Need also contributed.

Бессилие, однако, имеет и более позитивную сторону. Если молния и гром, заставая нас врасплох в нашем покое, внезапно обнаруживают нежеланные силы, перед которыми мы должны трепетать, то голод, напротив, будет мучить нас блуждающими идеями, прерывистыми импульсами к действию, подсказывая вещи, которые были бы совершенно восхитительны, если бы мы только могли их найти, но без которых становится невыносимо оставаться. В этом случае наш страх, если мы все еще хотим называть его так, заключался бы в том, что наши желания могут остаться неудовлетворенными, или, скорее, страх уступил место нужде; мы признаем свою зависимость от внешних сил не потому, что они угрожают, а потому, что они покидают нас.
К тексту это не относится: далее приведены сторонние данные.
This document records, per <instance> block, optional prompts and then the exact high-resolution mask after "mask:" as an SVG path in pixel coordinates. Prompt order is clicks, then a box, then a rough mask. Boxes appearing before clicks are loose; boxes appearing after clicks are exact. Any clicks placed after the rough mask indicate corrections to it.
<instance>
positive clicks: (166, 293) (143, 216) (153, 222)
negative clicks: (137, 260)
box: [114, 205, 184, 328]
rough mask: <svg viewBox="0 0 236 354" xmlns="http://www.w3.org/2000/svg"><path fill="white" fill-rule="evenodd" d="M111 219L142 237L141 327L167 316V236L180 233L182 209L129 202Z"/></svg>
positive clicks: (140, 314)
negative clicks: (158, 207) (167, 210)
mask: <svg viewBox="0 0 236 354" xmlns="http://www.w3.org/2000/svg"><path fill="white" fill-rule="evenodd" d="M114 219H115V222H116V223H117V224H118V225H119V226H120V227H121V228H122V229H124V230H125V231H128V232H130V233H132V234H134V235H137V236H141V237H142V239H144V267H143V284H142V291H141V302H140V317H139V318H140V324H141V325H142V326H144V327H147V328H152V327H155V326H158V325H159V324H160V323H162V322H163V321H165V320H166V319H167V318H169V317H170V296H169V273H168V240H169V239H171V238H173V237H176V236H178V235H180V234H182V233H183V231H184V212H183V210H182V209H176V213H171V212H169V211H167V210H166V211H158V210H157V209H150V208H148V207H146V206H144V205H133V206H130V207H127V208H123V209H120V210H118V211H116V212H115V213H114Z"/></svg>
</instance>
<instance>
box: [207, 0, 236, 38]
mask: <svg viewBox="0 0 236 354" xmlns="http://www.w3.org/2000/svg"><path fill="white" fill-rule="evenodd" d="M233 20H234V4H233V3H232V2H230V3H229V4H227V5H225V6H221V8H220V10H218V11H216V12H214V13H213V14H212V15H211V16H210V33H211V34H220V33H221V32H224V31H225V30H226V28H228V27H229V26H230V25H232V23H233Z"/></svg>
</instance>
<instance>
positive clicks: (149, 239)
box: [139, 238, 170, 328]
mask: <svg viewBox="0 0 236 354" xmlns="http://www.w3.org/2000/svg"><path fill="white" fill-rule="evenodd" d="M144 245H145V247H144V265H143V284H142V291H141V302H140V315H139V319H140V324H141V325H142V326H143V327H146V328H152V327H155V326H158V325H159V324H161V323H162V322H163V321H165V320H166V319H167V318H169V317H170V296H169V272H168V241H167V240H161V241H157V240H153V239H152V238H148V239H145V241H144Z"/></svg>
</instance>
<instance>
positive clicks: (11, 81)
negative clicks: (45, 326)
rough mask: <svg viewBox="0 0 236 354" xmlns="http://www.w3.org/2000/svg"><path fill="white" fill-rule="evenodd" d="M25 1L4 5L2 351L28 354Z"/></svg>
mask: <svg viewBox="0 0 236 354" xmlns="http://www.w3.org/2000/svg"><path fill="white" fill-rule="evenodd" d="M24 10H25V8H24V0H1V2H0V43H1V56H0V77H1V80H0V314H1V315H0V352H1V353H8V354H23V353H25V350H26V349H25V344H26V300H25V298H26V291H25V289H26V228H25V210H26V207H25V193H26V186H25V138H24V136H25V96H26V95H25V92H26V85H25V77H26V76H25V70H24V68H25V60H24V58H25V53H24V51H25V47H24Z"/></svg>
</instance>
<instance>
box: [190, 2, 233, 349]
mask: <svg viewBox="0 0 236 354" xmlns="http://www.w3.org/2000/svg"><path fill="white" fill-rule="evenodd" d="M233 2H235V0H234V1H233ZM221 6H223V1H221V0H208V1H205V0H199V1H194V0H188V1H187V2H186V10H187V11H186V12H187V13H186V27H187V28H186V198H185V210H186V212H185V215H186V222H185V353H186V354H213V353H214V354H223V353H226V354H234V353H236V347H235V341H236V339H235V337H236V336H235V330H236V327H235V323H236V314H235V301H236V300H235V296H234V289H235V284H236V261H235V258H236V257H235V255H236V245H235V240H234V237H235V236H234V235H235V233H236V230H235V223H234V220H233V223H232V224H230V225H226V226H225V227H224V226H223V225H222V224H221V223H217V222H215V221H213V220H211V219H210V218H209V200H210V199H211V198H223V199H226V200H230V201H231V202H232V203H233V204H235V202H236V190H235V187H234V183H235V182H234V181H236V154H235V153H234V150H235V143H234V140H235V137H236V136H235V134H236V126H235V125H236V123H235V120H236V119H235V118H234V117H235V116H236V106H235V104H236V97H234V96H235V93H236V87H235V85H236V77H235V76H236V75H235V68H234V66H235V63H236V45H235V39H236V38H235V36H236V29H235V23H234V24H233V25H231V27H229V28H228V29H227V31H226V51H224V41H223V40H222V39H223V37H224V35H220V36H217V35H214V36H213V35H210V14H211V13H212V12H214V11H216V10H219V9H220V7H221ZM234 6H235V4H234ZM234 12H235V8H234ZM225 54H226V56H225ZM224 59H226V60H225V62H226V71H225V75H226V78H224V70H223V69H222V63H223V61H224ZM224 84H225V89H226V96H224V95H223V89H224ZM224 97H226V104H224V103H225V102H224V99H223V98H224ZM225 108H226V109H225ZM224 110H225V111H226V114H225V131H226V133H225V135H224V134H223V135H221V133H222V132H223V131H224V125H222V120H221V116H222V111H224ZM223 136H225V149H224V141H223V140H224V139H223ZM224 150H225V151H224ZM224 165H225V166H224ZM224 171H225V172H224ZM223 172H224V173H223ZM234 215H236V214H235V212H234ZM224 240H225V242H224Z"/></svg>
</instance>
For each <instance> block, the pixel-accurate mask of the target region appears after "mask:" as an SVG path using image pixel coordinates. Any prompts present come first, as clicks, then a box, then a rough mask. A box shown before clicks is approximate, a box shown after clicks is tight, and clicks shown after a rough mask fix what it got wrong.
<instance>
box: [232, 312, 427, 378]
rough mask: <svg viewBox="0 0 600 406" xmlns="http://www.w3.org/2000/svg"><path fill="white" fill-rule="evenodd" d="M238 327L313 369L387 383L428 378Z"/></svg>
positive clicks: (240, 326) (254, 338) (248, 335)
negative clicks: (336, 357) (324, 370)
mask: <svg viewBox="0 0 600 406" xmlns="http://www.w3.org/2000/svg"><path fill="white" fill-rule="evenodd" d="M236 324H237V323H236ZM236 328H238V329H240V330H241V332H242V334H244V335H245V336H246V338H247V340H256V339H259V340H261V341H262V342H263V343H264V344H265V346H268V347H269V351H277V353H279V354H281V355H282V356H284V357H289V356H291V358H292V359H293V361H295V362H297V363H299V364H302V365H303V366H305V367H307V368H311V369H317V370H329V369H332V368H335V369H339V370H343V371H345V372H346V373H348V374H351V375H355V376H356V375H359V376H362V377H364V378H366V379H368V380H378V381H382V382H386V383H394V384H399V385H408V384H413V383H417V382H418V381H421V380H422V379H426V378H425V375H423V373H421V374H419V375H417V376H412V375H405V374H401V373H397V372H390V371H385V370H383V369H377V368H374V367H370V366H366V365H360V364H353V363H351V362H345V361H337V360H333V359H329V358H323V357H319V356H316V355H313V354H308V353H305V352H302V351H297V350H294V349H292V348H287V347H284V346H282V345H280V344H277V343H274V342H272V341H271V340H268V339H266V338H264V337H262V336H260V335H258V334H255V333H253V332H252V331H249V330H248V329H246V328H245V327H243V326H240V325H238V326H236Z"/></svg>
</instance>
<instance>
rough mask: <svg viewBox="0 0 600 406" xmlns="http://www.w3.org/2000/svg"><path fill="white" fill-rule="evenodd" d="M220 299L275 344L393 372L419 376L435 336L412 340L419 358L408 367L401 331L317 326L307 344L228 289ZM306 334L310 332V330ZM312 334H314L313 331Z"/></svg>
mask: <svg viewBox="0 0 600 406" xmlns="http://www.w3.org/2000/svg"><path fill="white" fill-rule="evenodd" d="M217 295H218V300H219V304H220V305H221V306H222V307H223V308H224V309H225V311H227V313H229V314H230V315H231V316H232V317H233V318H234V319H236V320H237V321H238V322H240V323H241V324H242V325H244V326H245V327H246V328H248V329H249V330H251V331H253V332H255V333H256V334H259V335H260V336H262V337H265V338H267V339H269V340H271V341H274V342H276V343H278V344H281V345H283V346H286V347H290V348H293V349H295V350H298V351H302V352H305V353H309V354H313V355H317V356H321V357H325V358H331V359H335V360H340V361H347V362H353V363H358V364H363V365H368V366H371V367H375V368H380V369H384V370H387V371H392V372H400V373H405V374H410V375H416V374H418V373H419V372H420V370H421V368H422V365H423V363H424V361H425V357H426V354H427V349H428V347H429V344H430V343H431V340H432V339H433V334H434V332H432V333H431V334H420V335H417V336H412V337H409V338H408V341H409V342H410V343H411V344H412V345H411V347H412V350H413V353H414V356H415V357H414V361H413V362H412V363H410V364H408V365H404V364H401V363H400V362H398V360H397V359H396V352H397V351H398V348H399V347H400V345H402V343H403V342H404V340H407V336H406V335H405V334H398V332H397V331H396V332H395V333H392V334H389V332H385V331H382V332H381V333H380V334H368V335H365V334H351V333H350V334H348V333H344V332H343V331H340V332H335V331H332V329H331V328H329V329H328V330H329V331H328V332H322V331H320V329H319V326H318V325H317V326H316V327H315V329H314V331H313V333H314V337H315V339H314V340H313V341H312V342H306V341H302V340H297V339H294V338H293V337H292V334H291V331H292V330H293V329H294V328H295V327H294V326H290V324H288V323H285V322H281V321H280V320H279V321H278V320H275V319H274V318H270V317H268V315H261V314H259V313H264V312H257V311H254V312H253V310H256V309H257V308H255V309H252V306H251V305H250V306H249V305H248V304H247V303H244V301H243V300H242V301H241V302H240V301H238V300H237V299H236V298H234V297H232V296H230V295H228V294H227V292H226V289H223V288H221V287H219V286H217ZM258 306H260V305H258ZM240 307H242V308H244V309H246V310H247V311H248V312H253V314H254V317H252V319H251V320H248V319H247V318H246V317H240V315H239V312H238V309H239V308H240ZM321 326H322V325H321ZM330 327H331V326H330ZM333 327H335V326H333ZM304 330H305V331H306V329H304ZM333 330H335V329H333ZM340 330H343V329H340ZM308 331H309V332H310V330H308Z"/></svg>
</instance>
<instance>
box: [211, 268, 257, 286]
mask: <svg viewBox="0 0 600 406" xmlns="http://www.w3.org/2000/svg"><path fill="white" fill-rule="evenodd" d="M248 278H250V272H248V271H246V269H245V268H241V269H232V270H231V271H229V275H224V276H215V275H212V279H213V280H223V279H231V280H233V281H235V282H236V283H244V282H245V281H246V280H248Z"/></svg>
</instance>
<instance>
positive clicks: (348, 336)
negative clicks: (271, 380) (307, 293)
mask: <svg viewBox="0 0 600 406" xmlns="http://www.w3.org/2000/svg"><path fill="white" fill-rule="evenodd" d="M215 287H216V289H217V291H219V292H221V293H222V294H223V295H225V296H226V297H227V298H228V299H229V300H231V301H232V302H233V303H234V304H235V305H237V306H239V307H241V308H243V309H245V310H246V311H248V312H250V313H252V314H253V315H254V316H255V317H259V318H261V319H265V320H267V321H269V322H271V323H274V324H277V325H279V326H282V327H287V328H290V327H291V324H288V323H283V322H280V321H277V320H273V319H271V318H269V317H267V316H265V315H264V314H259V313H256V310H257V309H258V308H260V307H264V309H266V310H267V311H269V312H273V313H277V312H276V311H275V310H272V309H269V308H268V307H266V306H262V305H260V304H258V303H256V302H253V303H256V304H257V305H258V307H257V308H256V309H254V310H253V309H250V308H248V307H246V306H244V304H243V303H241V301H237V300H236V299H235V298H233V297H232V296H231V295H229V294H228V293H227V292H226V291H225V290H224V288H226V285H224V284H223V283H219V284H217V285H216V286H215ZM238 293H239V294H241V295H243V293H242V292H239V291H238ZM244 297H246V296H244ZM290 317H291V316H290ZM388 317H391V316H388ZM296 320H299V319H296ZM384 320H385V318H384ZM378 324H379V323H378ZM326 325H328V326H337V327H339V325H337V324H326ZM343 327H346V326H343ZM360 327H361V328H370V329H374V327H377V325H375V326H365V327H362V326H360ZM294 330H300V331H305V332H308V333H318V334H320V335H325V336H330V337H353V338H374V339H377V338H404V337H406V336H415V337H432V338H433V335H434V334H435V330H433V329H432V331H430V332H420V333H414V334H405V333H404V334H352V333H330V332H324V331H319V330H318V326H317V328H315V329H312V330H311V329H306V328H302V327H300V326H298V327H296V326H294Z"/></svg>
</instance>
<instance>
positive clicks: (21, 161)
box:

The real evidences of God’s existence.

Очевидные соображения, подобные этим, служат доказательством существования Бога, не так, как философы пытались выразить это постфактум и в связи с мифическими концепциями Бога, уже бытующими в обществе, а так, как человечество изначально воспринимало это и (там, где религия спонтанна) воспринимает до сих пор. В опыте существует такой порядок, что мы обнаруживаем, что наши желания вдвойне зависят от чего-то, что, поскольку оно игнорирует нашу волю, мы называем внешней силой. Иногда она подавляет нас карами и чудесами, так что мы должны изумляться ей и бояться; иногда она удаляет, или после удаления восстанавливает, опору, необходимую для нашего существования и счастья, так что мы должны цепляться за нее, надеяться на нее и любить ее. Все, что серьезно в религии, все, что связано с моралью и судьбой, содержится в этом простом опыте зависимости и близости к тому, от чего мы зависим. Остальное — это поэзия или мифическая философия, в которой определения, не оправданные в конечном счете опытом, даются той силе, которую открывает опыт. Отвергать такие произвольные определения называют атеизмом те, кто их создает; но человек, который самостоятельно изучает зловещие и дружественные аспекты реальности и дает им самое верное и адекватное выражение, на какое способен, повторяет то, что делали основатели религии в самом начале. Он их спутник и последователь в большей степени, чем апологеты концепций «из вторых рук», которые сами эти апологеты никогда не сравнивали с фактами и которые они ценят главным образом за то, что те искажают реальный опыт и придают ему воображаемые расширения.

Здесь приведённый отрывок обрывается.